When the first settlers made their way from Spain to what is now New Mexico in the early 1600s, they brought with them the essentials: sheep, seeds and fine embroidery. Embroidered textiles in some permutation or another are a part of nearly every culture, and New Mexico’s traditional embroidery, known as colcha, sprang from the detailed work found in Europe and hauled over an ocean to New Spain.
Colcha literally means “bedspread” or “quilt,” but in New Mexico it came to refer to a single stitch secured by one or more smaller stitches. Embroidery here evolved over time in such a way that it shrugged off other techniques, and its sole focus on this solitary stitch led to colcha becoming the de facto term for Spanish colonial-style embroidery.
Nancy Benson’s New Mexico Colcha Club documents the history of this particular needlework over 400 years. Colcha saw its peak in the early 1800s while this region was still part of Mexico. By the late 19th century, the tradition was nearly extinct, quashed by the influx of easily procured, mass-produced textiles from America. Colcha designs that were still created were done so perfunctorily, without the artistry of earlier generations. The craft was dying.
It was in the early Depression years that then 38-year-old Teofila Ortiz Lujan, a wife and mother of four in northern New Mexico, was introduced to colcha. Lujan immediately took to it, pouring her considerable energy into becoming proficient.

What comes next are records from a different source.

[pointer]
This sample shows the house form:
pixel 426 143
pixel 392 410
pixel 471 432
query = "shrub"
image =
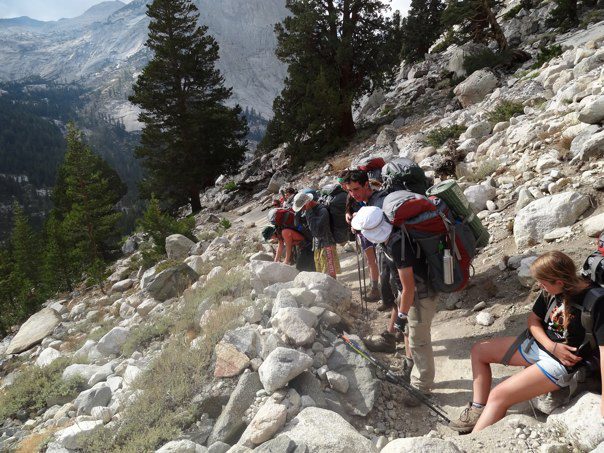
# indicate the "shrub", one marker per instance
pixel 159 226
pixel 437 137
pixel 484 169
pixel 546 54
pixel 36 388
pixel 225 223
pixel 504 111
pixel 164 408
pixel 230 186
pixel 486 59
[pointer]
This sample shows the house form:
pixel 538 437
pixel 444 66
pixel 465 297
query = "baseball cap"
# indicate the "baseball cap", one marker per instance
pixel 371 222
pixel 300 200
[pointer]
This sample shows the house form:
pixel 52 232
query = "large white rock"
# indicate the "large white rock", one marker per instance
pixel 323 431
pixel 546 214
pixel 112 341
pixel 270 272
pixel 334 292
pixel 34 330
pixel 479 194
pixel 477 130
pixel 588 146
pixel 420 445
pixel 296 324
pixel 72 438
pixel 592 109
pixel 581 421
pixel 97 396
pixel 281 366
pixel 594 225
pixel 475 88
pixel 47 356
pixel 269 419
pixel 178 246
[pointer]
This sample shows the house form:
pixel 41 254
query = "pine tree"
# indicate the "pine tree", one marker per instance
pixel 189 137
pixel 476 20
pixel 336 51
pixel 58 271
pixel 86 195
pixel 421 28
pixel 25 257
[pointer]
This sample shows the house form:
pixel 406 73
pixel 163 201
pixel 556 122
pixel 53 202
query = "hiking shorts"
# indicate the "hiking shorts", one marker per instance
pixel 550 367
pixel 365 244
pixel 327 261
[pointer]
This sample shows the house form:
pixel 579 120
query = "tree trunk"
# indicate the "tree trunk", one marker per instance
pixel 194 200
pixel 502 42
pixel 347 128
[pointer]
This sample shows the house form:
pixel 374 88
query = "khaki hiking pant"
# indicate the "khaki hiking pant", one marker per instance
pixel 420 339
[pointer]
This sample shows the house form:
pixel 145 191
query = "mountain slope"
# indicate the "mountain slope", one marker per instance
pixel 104 49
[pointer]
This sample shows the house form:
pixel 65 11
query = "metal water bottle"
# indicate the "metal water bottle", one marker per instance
pixel 448 267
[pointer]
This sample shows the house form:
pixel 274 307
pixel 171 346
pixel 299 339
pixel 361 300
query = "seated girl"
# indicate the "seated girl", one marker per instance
pixel 550 353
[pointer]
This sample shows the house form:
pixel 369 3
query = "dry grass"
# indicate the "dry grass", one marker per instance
pixel 164 409
pixel 36 441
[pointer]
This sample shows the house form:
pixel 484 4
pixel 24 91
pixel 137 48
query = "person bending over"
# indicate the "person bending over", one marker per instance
pixel 550 354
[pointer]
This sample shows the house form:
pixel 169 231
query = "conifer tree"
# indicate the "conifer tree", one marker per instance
pixel 336 51
pixel 25 271
pixel 86 195
pixel 189 137
pixel 421 28
pixel 476 19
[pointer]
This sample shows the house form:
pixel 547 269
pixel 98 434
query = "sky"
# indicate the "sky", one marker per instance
pixel 57 9
pixel 46 9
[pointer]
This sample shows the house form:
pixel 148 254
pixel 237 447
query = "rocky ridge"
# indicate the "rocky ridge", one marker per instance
pixel 282 381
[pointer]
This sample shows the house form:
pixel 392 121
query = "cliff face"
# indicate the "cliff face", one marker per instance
pixel 104 49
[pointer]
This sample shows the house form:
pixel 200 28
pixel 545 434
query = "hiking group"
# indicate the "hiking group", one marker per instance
pixel 418 241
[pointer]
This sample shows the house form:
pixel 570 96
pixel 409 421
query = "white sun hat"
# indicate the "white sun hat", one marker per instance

With a group of friends, she formed Arte Antiguo, a social club that formed the center of the revival of colcha embroidery.
Other groups at this time were also looking at colcha as part of New Deal programs in the folk arts. A kind of resurgence in the craft emerged, one that continued until Lujan’s death in 1995. Upon her passing, Arte Antiguo disbanded, leaving few living practitioners of colcha. It was only then that Esther Lujan, Teofila’s daughter, understood the vast significance of what her mother had managed to do—save a unique form of artistry from extinction. Esther decided to take up her mother’s mantle and needle, making it her campaign to not only keep colcha alive, but to have it be seen as fine art.
Benson’s chronicle is a vibrant history of a particular art form, and through it, an entire culture. She begins where many accounts do, with Oñate and conquered peoples, but Benson gives life to the litany of ancestors and events in New Mexico history. The narrative she crafts is loving and detailed, portraying the women who settled and built families here as brave, resourceful and self-sufficient. The book, published by the Museum of New Mexico Press, is gorgeous, and the research that went into it meticulous. This is a serious book, presented as art, and is possibly one of the best books published about New Mexico in years. It treats its subject with dignity and reverence, rendering the history of Hispanic women in New Mexico as essential, their work and artistry ignored at our own peril.